March 3rd – June 7th, 2020
Erwin Wurm Photographs
MAISON EUROPEENNE DE LA PHOTOGRAPHIE, Paris.
5/7 rue de Fourcy . 75004 Paris FRANCE
www.mep-fr.org/english/
Starting March 4, 2020, the MEP invites you to discover the work of the internationally acclaimed artist Erwin Wurm in a totally new light, in this first-ever retrospective of his photographic work.
This Austrian artist is celebrated for a complex, conceptual body of work including sculpture, performance, video, drawing and photography in which he questions our relationship to the body with humour and cynicism, in artworks that combine playfulness, slapstick and a profound sense of the absurd.

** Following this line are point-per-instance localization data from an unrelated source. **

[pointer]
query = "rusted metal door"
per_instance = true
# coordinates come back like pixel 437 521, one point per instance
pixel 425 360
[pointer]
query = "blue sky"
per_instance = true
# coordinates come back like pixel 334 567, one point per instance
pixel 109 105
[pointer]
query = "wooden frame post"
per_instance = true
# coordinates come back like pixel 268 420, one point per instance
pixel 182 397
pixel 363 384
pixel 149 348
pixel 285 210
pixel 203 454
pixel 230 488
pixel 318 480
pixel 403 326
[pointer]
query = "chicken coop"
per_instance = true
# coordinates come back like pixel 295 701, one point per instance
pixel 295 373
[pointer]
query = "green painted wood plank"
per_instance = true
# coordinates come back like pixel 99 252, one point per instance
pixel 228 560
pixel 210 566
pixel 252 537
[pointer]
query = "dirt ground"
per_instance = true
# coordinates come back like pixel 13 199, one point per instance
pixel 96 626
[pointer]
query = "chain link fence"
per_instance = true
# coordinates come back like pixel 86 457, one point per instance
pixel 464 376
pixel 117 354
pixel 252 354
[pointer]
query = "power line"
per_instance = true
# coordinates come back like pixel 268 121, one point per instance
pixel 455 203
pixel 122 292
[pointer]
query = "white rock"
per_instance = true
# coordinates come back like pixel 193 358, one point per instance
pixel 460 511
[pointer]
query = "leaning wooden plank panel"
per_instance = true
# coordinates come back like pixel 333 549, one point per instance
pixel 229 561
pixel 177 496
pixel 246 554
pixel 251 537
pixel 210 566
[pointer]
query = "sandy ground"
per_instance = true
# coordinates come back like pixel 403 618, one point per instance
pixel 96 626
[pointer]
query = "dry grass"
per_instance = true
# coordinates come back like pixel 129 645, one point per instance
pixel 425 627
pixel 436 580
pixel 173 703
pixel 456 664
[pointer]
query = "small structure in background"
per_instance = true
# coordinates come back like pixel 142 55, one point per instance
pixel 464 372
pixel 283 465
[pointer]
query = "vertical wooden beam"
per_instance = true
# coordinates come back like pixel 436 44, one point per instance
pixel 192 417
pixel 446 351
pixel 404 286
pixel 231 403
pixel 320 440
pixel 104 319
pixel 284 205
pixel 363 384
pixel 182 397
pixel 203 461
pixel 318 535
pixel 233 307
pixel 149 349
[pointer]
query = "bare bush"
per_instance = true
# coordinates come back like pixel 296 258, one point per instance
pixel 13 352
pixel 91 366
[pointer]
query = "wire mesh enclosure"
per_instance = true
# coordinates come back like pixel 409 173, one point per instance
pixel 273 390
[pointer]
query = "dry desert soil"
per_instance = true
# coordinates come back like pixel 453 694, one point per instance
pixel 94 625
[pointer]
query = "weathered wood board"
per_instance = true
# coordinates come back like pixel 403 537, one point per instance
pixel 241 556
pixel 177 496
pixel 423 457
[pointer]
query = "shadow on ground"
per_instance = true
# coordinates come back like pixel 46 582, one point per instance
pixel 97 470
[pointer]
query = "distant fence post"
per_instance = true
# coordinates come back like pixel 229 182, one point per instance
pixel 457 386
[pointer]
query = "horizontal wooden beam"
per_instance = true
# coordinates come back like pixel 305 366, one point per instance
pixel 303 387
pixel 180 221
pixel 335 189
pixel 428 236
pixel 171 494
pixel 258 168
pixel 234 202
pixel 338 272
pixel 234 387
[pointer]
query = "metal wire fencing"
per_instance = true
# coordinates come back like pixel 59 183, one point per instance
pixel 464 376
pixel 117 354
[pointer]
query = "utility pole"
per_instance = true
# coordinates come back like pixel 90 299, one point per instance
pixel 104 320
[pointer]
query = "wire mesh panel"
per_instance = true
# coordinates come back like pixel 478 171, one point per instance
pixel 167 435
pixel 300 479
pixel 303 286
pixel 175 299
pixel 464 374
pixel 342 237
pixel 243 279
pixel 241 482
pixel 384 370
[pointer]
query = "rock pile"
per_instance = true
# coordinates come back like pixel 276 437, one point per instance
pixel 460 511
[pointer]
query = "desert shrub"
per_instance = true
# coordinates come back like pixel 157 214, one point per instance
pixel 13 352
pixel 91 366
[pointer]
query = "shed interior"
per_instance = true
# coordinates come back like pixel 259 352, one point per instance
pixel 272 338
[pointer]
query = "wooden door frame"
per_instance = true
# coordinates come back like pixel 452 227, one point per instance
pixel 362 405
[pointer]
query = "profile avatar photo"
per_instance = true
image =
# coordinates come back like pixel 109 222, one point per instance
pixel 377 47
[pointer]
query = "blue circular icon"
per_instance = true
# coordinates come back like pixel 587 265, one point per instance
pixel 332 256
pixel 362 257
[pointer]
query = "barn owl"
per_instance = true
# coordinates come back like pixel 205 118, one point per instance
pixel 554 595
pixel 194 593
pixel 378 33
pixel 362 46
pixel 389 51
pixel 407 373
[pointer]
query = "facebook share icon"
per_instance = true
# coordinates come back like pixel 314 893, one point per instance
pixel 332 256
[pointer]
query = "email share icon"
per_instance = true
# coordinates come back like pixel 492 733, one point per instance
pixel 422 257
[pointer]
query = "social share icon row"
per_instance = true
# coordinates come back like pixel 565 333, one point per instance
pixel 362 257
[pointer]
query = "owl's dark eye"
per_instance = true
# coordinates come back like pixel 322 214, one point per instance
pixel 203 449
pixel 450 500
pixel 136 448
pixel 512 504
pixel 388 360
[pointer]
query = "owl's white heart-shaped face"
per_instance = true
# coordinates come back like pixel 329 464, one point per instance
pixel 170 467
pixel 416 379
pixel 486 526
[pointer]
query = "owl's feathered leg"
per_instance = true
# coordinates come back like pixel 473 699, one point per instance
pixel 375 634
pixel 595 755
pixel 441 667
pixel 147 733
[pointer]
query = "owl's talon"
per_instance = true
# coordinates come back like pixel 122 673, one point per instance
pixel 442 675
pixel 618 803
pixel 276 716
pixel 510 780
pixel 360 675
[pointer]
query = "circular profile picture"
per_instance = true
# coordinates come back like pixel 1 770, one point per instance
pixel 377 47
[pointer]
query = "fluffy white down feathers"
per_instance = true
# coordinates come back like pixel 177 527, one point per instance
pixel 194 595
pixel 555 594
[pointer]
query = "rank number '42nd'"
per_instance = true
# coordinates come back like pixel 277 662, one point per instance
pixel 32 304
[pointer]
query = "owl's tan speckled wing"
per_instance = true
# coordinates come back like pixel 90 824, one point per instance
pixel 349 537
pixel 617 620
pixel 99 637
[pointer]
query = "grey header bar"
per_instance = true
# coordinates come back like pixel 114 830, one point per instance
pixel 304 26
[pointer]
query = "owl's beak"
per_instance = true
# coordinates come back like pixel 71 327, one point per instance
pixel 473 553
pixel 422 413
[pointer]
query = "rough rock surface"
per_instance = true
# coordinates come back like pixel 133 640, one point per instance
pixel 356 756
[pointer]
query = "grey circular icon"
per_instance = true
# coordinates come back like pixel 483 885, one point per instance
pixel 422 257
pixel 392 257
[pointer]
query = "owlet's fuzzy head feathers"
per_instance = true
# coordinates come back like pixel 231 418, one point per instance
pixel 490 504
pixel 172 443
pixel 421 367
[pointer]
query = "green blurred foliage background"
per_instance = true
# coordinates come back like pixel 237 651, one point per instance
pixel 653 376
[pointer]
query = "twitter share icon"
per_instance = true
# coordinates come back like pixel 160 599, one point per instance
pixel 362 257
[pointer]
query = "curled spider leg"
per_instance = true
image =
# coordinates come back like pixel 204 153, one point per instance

Gathering together some 200 prints produced since the 1990s and filling the museum’s two main floors, this extensive exhibition – the first to be seen inParis in many years – will present a number of prints and original contact sheets from the artist’s personal archives, never before seen by the public. Together they will show the unique role the medium plays in his work: much more than documented performances, photography is conceived by Wurm as a “sculptural” form of expression in its own right. Combining instruction-based works with more philosophical images, the exhibition will explore his process in such seminal works as “dust sculptures,” from the early 1990s, in which the artist placed an object on a surface, sprinkled dust over it, then removed it to show the residual imprints; and “Fabio Gets Dressed” (1992), inspired by his belief that the human body, with its capacity to fill a sweater, occupy space, gain or lose weight, is a sculpture in itself. “Instructions for Idleness” (2001), “How to Be Politically Incorrect” (2002- 2003), “Thinking About Philosophy” (2004), “Nudelskulpturen” (2016) and recent, large-format Polaroids will also be on display.
In addition to photographic works, videos and furniture, the exhibition will include his famous “One-Minute Sculptures,” incorporating interactive works in which visitors can themselves become living sculptures by following the artist’s instructions.